Re: rseq + membarrier programming model

From: Mathieu Desnoyers
Date: Mon Dec 13 2021 - 14:19:46 EST


----- On Dec 13, 2021, at 1:47 PM, Florian Weimer fweimer@xxxxxxxxxx wrote:

> I've been studying Jann Horn's biased locking example:
>
> Re: [PATCH 0/4 POC] Allow executing code and syscalls in another address space
> <https://lore.kernel.org/linux-api/CAG48ez02UDn_yeLuLF4c=kX0=h2Qq8Fdb0cer1yN8atbXSNjkQ@xxxxxxxxxxxxxx/>
>
> It uses MEMBARRIER_CMD_PRIVATE_EXPEDITED_RSEQ as part of the biased lock
> revocation.
>
> How does the this code know that the process has called
> MEMBARRIER_CMD_REGISTER_PRIVATE_EXPEDITED_RSEQ?

I won't speak for this code snippet in particular, but in general
issuing MEMBARRIER_CMD_PRIVATE_EXPEDITED_RSEQ from a thread which
belongs to a process which has not performed
MEMBARRIER_CMD_REGISTER_PRIVATE_EXPEDITED_RSEQ will result in
membarrier returning -EPERM. If the kernel is built without CONFIG_RSEQ
support, it will return -EINVAL:

membarrier_private_expedited():

} else if (flags == MEMBARRIER_FLAG_RSEQ) {
if (!IS_ENABLED(CONFIG_RSEQ))
return -EINVAL;
if (!(atomic_read(&mm->membarrier_state) &
MEMBARRIER_STATE_PRIVATE_EXPEDITED_RSEQ_READY))
return -EPERM;

If you want to create code which optionally depends on availability
of EXPEDITED_RSEQ membarrier, I suspect you will want to perform
registration from a library constructor, and keep track of registration
success/failure in a static variable within the library.

> Could it fall back to
> MEMBARRIER_CMD_GLOBAL instead?

No.
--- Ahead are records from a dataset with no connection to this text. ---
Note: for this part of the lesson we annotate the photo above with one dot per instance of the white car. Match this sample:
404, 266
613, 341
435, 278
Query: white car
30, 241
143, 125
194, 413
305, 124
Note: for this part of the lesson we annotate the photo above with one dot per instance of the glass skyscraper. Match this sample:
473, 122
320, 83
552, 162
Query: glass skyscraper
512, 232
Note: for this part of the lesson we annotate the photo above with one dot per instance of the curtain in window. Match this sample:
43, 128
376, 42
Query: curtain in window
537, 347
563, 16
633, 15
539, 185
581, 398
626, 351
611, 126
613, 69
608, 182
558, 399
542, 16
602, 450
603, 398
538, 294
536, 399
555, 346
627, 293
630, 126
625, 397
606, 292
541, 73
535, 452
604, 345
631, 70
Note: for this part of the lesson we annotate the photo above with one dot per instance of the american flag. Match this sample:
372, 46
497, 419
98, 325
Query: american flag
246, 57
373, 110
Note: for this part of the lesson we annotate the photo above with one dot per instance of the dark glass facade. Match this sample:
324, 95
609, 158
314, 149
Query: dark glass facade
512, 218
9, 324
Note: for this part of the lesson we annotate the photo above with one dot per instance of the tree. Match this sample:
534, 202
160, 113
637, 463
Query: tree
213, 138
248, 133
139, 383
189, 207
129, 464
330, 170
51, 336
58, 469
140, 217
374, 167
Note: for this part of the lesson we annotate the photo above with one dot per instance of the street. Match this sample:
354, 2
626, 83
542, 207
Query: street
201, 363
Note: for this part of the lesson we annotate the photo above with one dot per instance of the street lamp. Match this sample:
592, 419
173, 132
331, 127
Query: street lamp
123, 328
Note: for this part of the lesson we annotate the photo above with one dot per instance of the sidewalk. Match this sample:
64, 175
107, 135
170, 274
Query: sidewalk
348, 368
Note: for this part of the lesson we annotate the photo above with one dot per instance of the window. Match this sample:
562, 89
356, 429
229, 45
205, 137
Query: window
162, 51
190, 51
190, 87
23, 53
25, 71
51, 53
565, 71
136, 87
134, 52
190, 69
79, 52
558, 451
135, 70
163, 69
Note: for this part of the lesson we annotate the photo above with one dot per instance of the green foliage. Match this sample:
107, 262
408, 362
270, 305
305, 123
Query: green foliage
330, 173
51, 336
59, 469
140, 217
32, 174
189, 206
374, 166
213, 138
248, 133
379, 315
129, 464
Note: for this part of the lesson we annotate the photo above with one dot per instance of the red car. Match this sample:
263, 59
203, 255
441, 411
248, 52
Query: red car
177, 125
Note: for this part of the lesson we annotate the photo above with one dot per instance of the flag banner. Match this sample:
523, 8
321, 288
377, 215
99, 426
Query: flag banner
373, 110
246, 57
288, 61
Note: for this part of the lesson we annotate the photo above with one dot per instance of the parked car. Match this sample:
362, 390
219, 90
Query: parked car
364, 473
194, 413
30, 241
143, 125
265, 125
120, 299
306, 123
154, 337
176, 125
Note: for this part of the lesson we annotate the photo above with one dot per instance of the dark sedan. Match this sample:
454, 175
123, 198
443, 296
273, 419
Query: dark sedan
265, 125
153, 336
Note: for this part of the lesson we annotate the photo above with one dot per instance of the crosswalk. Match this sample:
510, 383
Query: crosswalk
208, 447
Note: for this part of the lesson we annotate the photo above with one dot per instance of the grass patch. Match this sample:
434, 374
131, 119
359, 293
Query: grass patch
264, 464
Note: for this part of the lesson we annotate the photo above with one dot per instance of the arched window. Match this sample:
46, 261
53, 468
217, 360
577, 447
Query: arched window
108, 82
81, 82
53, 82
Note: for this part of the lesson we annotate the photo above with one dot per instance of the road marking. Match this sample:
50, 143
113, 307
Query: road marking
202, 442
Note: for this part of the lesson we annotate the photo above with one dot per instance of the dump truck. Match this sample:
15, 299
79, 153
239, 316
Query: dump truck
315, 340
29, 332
CMD_GLOBAL does not issue the required rseq fence used by the
algorithm discussed. Also, CMD_GLOBAL has quite a few other shortcomings:
it takes a while to execute, and is incompatible with nohz_full kernels.

> Why is it that MEMBARRIER_CMD_GLOBAL
> does not require registration (the broader/more expensive barrier), but
> the more restricted versions do?

The more restricted versions (which require explicit registration) have a
close integration with the Linux scheduler, and in some cases require
additional code to be executed when scheduling between threads which
belong to different processes, for instance the for "SYNC_CORE" membarrier,
which is useful for JITs:

static inline void membarrier_mm_sync_core_before_usermode(struct mm_struct *mm)
{
if (current->mm != mm)
return;
if (likely(!(atomic_read(&mm->membarrier_state) &
MEMBARRIER_STATE_PRIVATE_EXPEDITED_SYNC_CORE)))
return;
sync_core_before_usermode();
}

Also, for the "global-expedited" commands, these can generate IPIs which will
interrupt the flow of threads running on behalf of a registered process.
Therefore, in order to make sure we do not add delays to real-time sensitive
applications, we made this registration "opt-in".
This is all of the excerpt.